# How much measure theory should I know to understand the proofs in Brenner & Scott's FEM book?

I've been reading Larson and Bengzon's recent book on finite element methods, which has been good for getting an understanding of basic theory and computational procedures. The finite element book by Brenner and Scott has been recommended strongly by a number of people as a book for understanding more of the theory behind FEM.

In the introduction, the only prerequisite mentioned is "a course in real variables"; however, the proofs in the book seem to draw heavily from a measure theoretic treatment of the Lebesgue integral not necessarily covered in a standard two-course real analysis sequence. (For instance, exercises in Chapter 1 suggest using the monotone convergence theorem and Fubini's theorem.) Having taken a couple courses on real analysis that used Riemann integration and Jordan measure, plus a course on functional analysis that developed Lebesgue integration without fully developing the Lebesgue measure, I have proven related versions of those theorems (years ago) without using Lebesgue measure or measure theory, but it's been a while.

To do and understand the proofs of the FEM convergence theory in Brenner and Scott, how critical is it to really understand Lebesgue measure theory (say, at the level of Adams and Guillemin)?

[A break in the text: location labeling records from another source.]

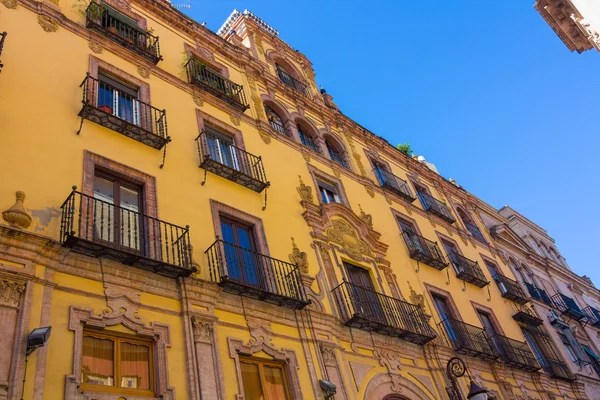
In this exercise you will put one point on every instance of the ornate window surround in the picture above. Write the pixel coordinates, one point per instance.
(80, 318)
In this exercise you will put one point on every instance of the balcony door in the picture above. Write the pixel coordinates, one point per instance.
(116, 212)
(366, 300)
(243, 262)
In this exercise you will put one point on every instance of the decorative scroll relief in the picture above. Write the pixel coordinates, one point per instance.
(342, 233)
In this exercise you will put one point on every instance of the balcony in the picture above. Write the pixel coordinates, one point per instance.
(101, 229)
(396, 185)
(475, 232)
(292, 82)
(469, 339)
(468, 270)
(510, 289)
(365, 309)
(528, 317)
(593, 316)
(424, 250)
(568, 307)
(245, 272)
(231, 162)
(123, 30)
(110, 107)
(201, 75)
(539, 294)
(435, 207)
(515, 354)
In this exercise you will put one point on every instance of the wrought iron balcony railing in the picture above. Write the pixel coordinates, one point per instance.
(394, 184)
(539, 294)
(593, 316)
(123, 30)
(568, 307)
(515, 354)
(249, 273)
(203, 76)
(475, 232)
(527, 317)
(435, 207)
(424, 250)
(468, 339)
(363, 308)
(291, 81)
(468, 270)
(98, 228)
(114, 109)
(224, 159)
(510, 289)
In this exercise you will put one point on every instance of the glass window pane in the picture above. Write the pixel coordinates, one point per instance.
(251, 381)
(97, 361)
(274, 385)
(135, 366)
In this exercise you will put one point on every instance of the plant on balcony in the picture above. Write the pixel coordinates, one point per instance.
(405, 149)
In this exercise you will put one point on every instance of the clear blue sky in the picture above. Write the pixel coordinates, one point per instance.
(482, 88)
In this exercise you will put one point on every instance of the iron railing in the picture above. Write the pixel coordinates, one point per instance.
(539, 294)
(468, 270)
(436, 207)
(291, 81)
(475, 231)
(366, 309)
(114, 109)
(510, 289)
(222, 158)
(468, 339)
(200, 74)
(424, 250)
(101, 229)
(515, 354)
(568, 307)
(2, 38)
(593, 316)
(123, 30)
(394, 184)
(246, 272)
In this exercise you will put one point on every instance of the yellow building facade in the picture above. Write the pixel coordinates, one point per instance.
(305, 252)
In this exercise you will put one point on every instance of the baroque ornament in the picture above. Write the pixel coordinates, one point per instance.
(48, 24)
(95, 46)
(342, 233)
(10, 293)
(299, 258)
(304, 191)
(17, 216)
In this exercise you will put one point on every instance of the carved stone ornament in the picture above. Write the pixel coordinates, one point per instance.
(144, 72)
(48, 24)
(10, 293)
(9, 3)
(16, 216)
(235, 119)
(203, 330)
(304, 191)
(342, 233)
(367, 218)
(95, 46)
(299, 258)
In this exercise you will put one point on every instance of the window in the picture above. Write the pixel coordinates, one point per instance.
(116, 211)
(119, 99)
(263, 380)
(275, 120)
(329, 193)
(335, 154)
(118, 364)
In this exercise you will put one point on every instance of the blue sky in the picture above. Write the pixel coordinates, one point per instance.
(482, 88)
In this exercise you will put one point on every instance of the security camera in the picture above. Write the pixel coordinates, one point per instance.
(328, 388)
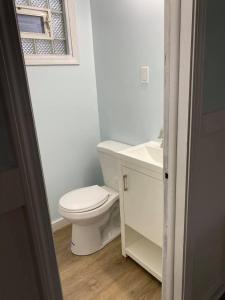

I don't believe you need any measure theory, just enough integration theory to make sense of Lebesgue and Sobolev spaces. If you know the statements of dominated convergence and Fubini's theorem as well as the fundamental lemma of the calculus of variations ($\int u \phi \,dx = 0$ for all $\phi\in C^\infty_0$ implies $u=0$), you should be fine. Chapter 1 is somewhat special since it is a review of these spaces, so the corresponding exercises are more fundamental as well. The remaining book is on a higher level (but does assume you know some functional analysis and the theory of (weak solutions to) partial differential equations).